The significance of potential variations across species is another issue that requires future work. For example, “straight” rate-level curves have been observed in guinea pig AN responses for high CFs (Winter et al. 1990) but not for low CFs (Winter and Palmer 1991), whereas “straight” rate-level functions have not been observed for any CFs in cat (e.g., Sachs and Abbas 1974; Delgutte 1987; Winslow and Sachs 1988). This result suggests that the strength and frequency dependence of compression may differ for cats and guinea pigs. Heinz et al. (2001b) have demonstrated that the strength of compression has a large effect on the ability of near-CF rate information to account for Weber’s Law. Thus, an important remaining issue is the strength of compression in humans relative to species for which physiological BM and AN data are available. Psychophysical methods have recently been developed that estimate BM compression based on forward-masking studies (e.g., Oxenham and Plack 1997; Nelson et al. (2001). These methods have been shown to produce estimates of human compression that are consistent with the amount of BM compression that has been measured at high frequencies. However, these methods rely on assumptions for which the physiological evidence at low frequencies is not definitive, e.g., that below-CF responses are linear. These methods show promise for estimating the strength of cochlear nonlinearity in humans, but their ability to accurately estimate compression strength as a function of frequency remains to be shown.

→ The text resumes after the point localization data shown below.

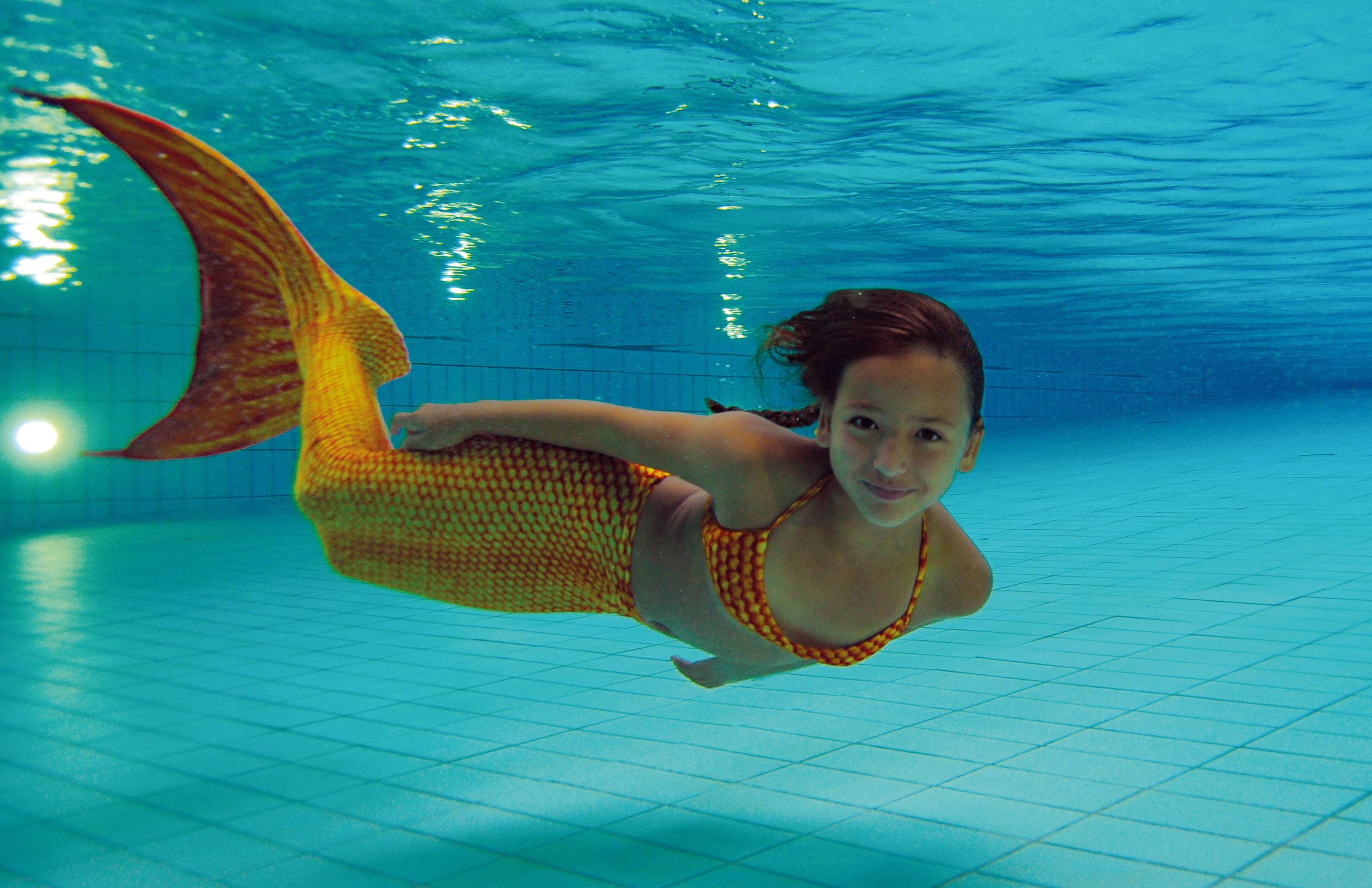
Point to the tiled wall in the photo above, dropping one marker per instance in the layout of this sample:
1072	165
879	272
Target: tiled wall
103	381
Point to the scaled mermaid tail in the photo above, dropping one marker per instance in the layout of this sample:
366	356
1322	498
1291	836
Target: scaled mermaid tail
498	523
246	385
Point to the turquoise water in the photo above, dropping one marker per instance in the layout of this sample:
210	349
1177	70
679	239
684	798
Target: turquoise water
1154	220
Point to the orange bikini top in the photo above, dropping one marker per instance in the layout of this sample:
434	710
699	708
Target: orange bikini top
736	564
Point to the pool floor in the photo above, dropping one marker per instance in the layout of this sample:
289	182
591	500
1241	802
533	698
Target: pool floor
1172	687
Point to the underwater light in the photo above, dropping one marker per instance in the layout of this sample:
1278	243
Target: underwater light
36	437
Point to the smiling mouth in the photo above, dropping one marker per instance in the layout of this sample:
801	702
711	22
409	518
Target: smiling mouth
887	493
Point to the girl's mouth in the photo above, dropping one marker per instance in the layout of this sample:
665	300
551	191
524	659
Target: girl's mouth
890	494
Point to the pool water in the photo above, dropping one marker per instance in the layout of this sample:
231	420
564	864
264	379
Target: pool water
1153	217
1171	687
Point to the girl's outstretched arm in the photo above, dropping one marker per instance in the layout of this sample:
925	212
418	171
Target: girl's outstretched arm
719	452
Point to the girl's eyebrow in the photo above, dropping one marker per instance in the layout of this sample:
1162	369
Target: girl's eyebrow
864	406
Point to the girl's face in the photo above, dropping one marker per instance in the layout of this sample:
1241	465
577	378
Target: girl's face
898	433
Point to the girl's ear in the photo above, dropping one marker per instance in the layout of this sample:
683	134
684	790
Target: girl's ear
825	429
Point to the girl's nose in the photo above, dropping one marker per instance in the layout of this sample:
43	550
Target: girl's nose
892	459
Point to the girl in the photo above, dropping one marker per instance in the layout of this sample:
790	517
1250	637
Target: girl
765	548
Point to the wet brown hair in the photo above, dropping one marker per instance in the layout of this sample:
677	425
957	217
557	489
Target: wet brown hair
855	324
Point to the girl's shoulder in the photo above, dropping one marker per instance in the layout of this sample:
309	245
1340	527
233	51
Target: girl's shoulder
780	466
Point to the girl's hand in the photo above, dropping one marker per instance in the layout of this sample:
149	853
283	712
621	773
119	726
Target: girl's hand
718	672
711	673
436	426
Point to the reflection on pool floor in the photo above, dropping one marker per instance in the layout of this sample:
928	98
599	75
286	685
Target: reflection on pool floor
1171	687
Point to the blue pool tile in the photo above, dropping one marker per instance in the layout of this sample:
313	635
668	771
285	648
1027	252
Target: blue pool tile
1051	711
1360	811
385	804
43	797
984	813
127	824
367	763
1050	790
895	763
925	840
519	874
1215	816
999	728
556	802
1092	766
1294	868
744	876
304	828
1341	836
1355	749
143	744
623	861
297	783
215	762
618	777
122	868
699	833
1226	710
1143	747
947	744
776	810
1298	768
1168	846
1286	795
1068	868
490	828
1185	728
39	847
835	785
848	866
311	871
215	853
408	857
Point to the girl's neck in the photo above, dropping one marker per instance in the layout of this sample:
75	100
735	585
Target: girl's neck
855	533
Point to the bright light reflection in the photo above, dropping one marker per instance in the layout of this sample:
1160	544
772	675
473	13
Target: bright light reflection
735	261
36	198
36	437
450	242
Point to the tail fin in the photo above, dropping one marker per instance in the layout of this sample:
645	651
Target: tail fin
259	276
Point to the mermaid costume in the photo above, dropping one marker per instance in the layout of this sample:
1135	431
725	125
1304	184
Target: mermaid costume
497	523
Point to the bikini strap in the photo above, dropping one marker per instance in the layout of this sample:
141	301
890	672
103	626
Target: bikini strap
806	497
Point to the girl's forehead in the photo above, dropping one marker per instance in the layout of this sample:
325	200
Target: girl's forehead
918	368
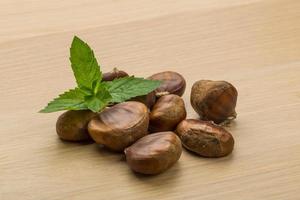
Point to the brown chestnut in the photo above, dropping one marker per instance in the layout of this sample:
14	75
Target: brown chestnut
172	83
119	126
154	153
166	113
72	125
205	138
148	100
114	74
214	100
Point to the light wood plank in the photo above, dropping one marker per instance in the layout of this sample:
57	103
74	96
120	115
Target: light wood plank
253	44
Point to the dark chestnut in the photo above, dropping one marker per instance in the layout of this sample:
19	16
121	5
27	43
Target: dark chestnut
148	100
72	125
172	83
114	74
166	113
154	153
121	125
205	138
214	100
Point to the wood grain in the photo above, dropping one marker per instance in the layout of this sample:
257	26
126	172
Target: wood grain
254	44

In summary, it is likely that level discrimination is mediated by a multiplicity of attributes of the physiological data and that the relative usefulness of these attributes is dependent upon the stimulus circumstances, such as masked or unmasked, wideband or narrowband, short or long duration, and fast or slow stimulus onsets and offsets. The present study provides a quantitative framework to analyze and compare different types of information available in AN responses for encoding level. Future studies with more complex AN models can extend the results in the present study by using this quantitative approach.